We continue to use the test data used in the previous section, this time by inserting more than 1000 rows of data.

For easy comparison, check the index metadata page testdb=# select * from bt_metap ('pk_t_index') before inserting data. Magic | version | root | level | fastroot | fastlevel | oldest_xact | last_cleanup_num_tuples-+-340322 | | 3 | 1 | 0 | 1 | 0 | 0 |-1 (1 row) testdb=# do $$testdb$# begintestdb$# for i in 19. 1020 looptestdb$# insert into t_index (id) | C1, c2) values (I,'#'| | I | |'#','#'| | I | |'#') Testdb$# end loop;testdb$# end $; DOtestdb=# select count (*) from tasking index; count-1008 (1 row) II. Index storage structure

After inserting the data, re-view the index metadata page information:

Testdb=# select * from bt_metap ('pk_t_index') Magic | version | root | level | fastroot | fastlevel | oldest_xact | last_cleanup_num_tuples-+-340322 | | 3 | 3 | 1 | 3 | 1 | 0 |-1 (1 row) |

Root block changes from block 1 to block 3, and view the Special space of block 3:

Testdb=# select * from bt_page_stats ('pk_t_index',3) Blkno | type | live_items | dead_items | avg_item_size | page_size | free_size | btpo_prev | btpo_next | btpo | btpo_flags-+ -+-3 | r | 3 | 0 | 13 | 8192 | 8096 | 0 | 0 | 1 | 2 (1 row)

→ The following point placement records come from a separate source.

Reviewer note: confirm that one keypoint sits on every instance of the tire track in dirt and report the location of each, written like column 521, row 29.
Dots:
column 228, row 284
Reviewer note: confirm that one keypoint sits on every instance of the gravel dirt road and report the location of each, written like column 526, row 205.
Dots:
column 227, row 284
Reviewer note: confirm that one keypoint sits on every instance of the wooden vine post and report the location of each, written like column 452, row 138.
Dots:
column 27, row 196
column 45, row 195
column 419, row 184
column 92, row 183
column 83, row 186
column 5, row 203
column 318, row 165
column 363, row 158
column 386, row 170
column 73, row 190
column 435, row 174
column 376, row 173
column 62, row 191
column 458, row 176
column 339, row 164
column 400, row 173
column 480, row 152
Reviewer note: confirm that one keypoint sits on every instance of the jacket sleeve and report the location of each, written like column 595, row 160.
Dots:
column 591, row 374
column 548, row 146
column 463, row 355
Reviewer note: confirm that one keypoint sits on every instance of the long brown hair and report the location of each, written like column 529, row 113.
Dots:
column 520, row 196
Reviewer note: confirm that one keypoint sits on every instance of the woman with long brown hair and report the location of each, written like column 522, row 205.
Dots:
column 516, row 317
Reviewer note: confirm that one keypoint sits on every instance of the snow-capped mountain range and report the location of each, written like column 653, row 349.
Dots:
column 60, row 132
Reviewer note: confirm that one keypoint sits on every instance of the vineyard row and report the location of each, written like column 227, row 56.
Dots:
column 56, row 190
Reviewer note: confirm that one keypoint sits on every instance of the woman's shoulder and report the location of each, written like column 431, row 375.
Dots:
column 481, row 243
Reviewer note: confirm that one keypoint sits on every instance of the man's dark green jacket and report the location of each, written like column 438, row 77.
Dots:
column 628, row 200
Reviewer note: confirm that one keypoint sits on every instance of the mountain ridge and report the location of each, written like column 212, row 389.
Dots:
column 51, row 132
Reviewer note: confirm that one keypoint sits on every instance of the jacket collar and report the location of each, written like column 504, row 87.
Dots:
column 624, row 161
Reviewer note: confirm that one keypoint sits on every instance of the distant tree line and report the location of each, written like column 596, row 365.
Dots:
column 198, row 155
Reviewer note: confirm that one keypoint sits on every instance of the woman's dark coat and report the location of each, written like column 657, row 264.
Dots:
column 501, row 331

Type=r, which stands for root index block, this block has three index entries (live_items=3), and the index block is just root block (btpo_flags=BTP_ROOT). Let's take a look at the index entries in this block:

Testdb=# select * from bt_page_items ('pk_t_index',3) Itemoffset | ctid | itemlen | nulls | vars | data-+-1 | (1) | 8 | f | f | 2 | (2jing53) | 16 | f | f | 7b 01 00 00 00 3 | (4105) | 16 | f | f | e9 02 00 00 00 (3 rows)

Root/branch index block stores pointers to other index block. In line 1, index entries points to the first index block, and because the block has no left block, the itemlen is only 8 bytes, with a data range of 1 -\ x0000017b (decimal values of 379b); line 2, index entries points to the second index block, with a data range of 380 -\ x000002e9 (745); and line 3, index entries points to the fourth index block, with a data range greater than 745s.

There is a puzzle here. Normally, the entries in root index block should point to index block, but the values of ctid (2 Magne53) and (4105) point to Heap Table Block,PG11 Beta2's Bug?

In a B-tree leaf page, ctid points to a heap tuple. In an internal page, the block number part of ctid points to another page in the index itself, while the offset part (the second number) is ignored and is usually 1.

Back to the point, let's first take a look at the data related to index block 1:

Testdb=# select * from bt_page_stats ('pk_t_index',1) Blkno | type | live_items | dead_items | avg_item_size | page_size | free_size | btpo_prev | btpo_next | btpo | btpo_flags-+ -+-1 | l | 367 | 0 | 16 | 8192 | 8192 | 0 | 2 | 0 | 1 (1 row) testdb=# select * from bt_page_items ('pk_t_index' 1) limit 10 Itemoffset | ctid | itemlen | nulls | vars | data-+-1 | (2meme 53) | 16 | f | f | 7b 01 00 00 00 00 00 2 | (0Jue 1) | 16 | f | f | 02 00 00 00 3 | (0Jue 2) | 16 | f | f | 04 00 00 00 4 | (0Jue 3) | 16 | f | f | 08 00 00 00 5 | (0P4) | 16 | f | f | 10 00 00 00 00 00 6 | (0prit 6) | 16 | f | f | 11 00 00 00 7 | (0prit 5) | 16 | f | f | 12 00 00 00 8 | (0prit 8) | 16 | f | f | 13 00 00 00 9 | (0prit 9) | 16 | f | f | 14 00 00 00 00 00 10 | (0jue 10) | 16 | f | f | 15 00 00 00 (10 rows)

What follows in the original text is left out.